Между тем вокруг все без конца повторяют тупую, бездушную остроту князя Вяземского Петра, будто Пушкин обижен на д'Антеса за жену, что тот за ней больше уже не ухаживает. Барон и впрямь остерегался смотреть на нее голодным, страждущим зверем, — но остерегался недели три, не больше. Базиль вчера проболтался, что теперь обе Дездемоны (оказывается, в известном кругу баронов и впрямь так называют!) были напуганы государем: с месяц назад ему стало известно их низкое поведенье. Однако ж он взял с Пушкина слово не драться с д'Антесом ни при каких обстоятельствах: правительству ни к чему весь этот скандал. Теперь у сладостных Дездемон развязаны руки: им во что бы то ни стало нужно смыть позор за устранение от дуэли. И вот уже все повторяют, как заведенные, с явным и тайным злорадством то, что слышала я еще месяц назад от мадам Нессельроде: д'Антес вовсе не испугался, — он лишь пожертвовал собой ради спасения Натали! И вот жених Катрин снова смотрит на мадам Пушкину влюбленным волком, — теперь намеренно и злорадно!..

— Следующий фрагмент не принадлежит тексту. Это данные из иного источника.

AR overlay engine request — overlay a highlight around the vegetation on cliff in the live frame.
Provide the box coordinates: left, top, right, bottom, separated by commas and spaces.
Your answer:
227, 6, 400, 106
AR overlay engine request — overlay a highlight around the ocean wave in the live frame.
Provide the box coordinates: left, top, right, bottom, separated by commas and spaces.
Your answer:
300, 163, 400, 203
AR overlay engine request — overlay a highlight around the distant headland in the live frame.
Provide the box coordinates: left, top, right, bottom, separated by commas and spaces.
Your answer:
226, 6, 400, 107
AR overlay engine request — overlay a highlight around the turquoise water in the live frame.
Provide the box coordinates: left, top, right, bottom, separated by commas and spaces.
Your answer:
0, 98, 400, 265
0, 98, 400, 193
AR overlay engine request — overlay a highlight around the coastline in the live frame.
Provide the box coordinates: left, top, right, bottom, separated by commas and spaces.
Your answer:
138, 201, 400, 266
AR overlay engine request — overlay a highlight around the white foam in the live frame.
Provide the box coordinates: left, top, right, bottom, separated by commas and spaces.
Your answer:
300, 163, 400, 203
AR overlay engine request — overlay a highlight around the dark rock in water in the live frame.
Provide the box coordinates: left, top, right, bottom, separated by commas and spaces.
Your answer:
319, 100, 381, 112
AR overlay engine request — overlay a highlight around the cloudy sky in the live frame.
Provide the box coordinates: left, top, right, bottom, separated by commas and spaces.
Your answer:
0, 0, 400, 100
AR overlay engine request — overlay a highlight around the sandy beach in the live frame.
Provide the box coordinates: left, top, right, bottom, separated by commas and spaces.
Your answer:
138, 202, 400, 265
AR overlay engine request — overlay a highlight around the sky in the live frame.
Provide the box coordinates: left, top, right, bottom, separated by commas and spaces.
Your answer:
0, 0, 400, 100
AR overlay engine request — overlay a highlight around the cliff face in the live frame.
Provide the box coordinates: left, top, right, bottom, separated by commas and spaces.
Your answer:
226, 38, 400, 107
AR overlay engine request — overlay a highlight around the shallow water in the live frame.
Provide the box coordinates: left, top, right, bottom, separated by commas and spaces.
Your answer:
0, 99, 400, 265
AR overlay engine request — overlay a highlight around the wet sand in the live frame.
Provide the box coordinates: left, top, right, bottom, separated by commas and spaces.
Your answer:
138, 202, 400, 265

Между прочим, у Базиля явилось в последние дни какое-то непонятное мне (уж не ревнивое ли?) желание делиться со мной своими наблюдениями (или, вернее, своим знаньем всей интриги, — возможно, из первых рук!). Вчера, когда возвращались мы с придворного маскарада, он подтвердил, что д'Антес вовсе уже не влюблен в мадам Пушкину; больше того, — он взбешен этим ужасно невыгодным, дурацким вынужденным браком и с удовольствием мстит теперь Натали, марая ее честь беспрестанными разговорами о своей величайшей жертве; он марает и бесит и самого льва, у которого царь вырвал когти этим обещанием не мстить без него обидчику. Какая все это низость, господи!.. И еще: я положительно презираю мужа, — однако ж могу ли я пренебречь комментариями его? Они сейчас мне просто необходимы!»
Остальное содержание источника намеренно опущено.